Francis Crick, the Nobel Prize-winning father of modern genetics and discoverer of DNA helix structures, used to opine that there is a fundamental framework of ideas that are missing to be able to interpret approaches to achieving machine intelligence. One thing is clear: If we are to clone human intelligence in all its generic thinking and problem-solving grandeur, we cannot fake it. We need to sincerely emulate the human brain. We need to study hierarchical temporal memory systems to gain insight into the theoretical neuroscience behind how human brains work.
Too often, we are tempted to take the course of studying a specific body of knowledge and combating combinatorial explosion by throwing computing power to distil copious amounts of knowledge into supercomputers. We ignore a pivotal suggestion from Turing, that the scalable way to make machines think is not to simulate the adult mind, but to simulate a child’s brain and then let it rapidly learn about the environment in which it finds itself. Adaptive learning is the key to unlocking the secrets of machine intelligence and fostering its ability to rival human intelligence.

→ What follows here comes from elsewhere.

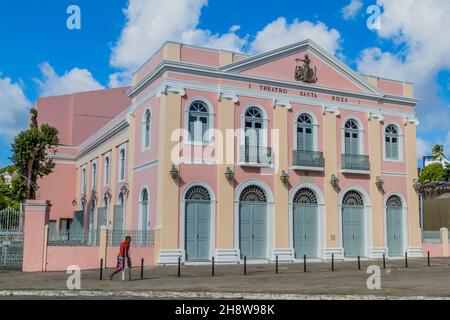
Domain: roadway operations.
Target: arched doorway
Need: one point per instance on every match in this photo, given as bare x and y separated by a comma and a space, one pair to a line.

Leveraging theoretical computer science principles including those taught by Turing, we are precipitously close to being the first to sincerely answer the six decade old Turing challenge. The idea would not be to just fake human behaviour to win the Loebner prize, but to make a sincere emulation of human brain that is capable of adaptively learning just the way a child learns, and rapidly becoming smarter and smarter by its interactions with humans.

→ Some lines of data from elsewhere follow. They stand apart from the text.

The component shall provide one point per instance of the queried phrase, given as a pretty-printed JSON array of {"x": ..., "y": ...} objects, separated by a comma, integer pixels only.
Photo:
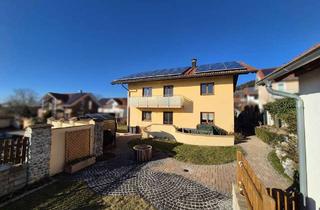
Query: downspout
[
  {"x": 301, "y": 137},
  {"x": 128, "y": 107}
]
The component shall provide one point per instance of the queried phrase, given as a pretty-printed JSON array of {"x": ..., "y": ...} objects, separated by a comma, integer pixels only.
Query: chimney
[{"x": 194, "y": 63}]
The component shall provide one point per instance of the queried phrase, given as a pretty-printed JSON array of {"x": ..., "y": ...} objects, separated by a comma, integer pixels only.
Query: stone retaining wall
[
  {"x": 98, "y": 138},
  {"x": 39, "y": 151},
  {"x": 12, "y": 178}
]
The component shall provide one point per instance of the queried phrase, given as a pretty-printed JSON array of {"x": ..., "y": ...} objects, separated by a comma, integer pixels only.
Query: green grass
[
  {"x": 202, "y": 155},
  {"x": 122, "y": 128},
  {"x": 66, "y": 194},
  {"x": 275, "y": 162}
]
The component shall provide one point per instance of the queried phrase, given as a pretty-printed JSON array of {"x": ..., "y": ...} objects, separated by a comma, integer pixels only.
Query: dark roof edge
[
  {"x": 198, "y": 75},
  {"x": 289, "y": 68}
]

What impact will thinking machines have on modern times?
It is hard to tell all the ramifications of machines starting to learn and think. When a prodigious child is born, it is hard to tell of the impact he will have when he grows up. What we do know is that we are on the precipice of a transformation unlike any before. When microprocessors were invented, they were predominantly developed for calculators and traffic light controllers. Today, the world is a more efficient shrinking village through the use of Internet and mobile communications.

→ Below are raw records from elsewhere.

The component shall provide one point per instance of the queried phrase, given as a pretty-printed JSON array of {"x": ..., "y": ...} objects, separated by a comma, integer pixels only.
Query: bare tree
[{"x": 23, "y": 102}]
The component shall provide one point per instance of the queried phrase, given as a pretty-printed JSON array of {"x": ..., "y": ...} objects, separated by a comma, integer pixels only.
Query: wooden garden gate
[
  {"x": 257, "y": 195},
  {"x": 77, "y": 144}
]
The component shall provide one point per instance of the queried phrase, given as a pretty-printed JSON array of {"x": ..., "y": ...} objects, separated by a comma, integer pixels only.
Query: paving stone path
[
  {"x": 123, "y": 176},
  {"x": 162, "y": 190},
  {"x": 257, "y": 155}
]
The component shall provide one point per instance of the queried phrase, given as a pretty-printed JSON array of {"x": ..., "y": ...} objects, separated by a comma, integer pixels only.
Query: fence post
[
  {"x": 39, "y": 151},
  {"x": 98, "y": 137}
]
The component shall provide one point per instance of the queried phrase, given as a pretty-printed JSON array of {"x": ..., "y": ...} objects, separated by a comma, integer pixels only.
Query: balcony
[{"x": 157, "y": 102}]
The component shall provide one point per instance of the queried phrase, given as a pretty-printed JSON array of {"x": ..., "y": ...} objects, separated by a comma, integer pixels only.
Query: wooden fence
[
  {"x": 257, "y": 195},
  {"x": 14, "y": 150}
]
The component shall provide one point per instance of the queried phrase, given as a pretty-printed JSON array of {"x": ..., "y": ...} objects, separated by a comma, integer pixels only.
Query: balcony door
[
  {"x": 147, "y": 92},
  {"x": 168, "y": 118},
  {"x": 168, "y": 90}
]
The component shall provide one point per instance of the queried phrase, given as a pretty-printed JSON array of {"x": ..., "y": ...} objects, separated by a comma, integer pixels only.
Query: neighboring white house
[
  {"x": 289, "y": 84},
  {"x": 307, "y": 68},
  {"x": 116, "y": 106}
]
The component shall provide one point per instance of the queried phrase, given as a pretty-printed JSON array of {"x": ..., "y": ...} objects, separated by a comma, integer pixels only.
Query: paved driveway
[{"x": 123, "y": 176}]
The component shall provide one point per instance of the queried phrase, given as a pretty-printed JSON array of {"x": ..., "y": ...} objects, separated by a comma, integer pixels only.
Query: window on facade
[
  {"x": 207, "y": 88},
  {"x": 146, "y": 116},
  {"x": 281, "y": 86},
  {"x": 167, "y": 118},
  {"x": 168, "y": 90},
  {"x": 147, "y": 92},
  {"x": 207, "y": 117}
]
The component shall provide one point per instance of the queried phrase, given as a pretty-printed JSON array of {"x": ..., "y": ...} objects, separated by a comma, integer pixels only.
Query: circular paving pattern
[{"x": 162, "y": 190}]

As opposed to any schools of thoughts that preach “beware of machines,” we believe machine intelligence will lead the optimal form of creative destruction. Take a look at the world today. We are enslaved. The Pareto principle holds. 80% of the time we are caught in the trap of doing the same 20% of canonical, yet mundane, chores. Whether it is vacuuming the floor or driving a car, we are currently slaves to ordinary chores. Machine intelligence will serve as the ultimate liberator. It will liberate mankind to engage in higher forms of creative expression.
Will machines steal your jobs? Let’s ask ourselves what happened to the horse and carriage drivers. The invention of mechanized transport moved them up to driving cars today. People who worked with hand in car factories have now moved up to do computer-aided design and modelling of next generation cars. Necessity is the mother of invention. Machines will be the most faithful servants that will goad mankind to move brains higher up in the value chain. A human brain is a beautiful thing to waste.
Technological singularity, where machines dominate human intelligence, continues to be an elusive goal. If such capabilities were to be developed, then indeed it would yield an event horizon, beyond which the future of who’s ruling who would be hard to discern. But this Vigne concept is mere science fiction currently. Complex decision making, active reasoning and emotional intelligence are domains where human intelligence holds sway.
As much as science fiction authors prefer dystopian futures over utopian ones, so far, machine intelligence parallels, if not supersedes, other revolutionary technologies, whose negative repercussions are outweighed by their positive aspects. One thing we know for sure is that these are the most exciting times of transformation.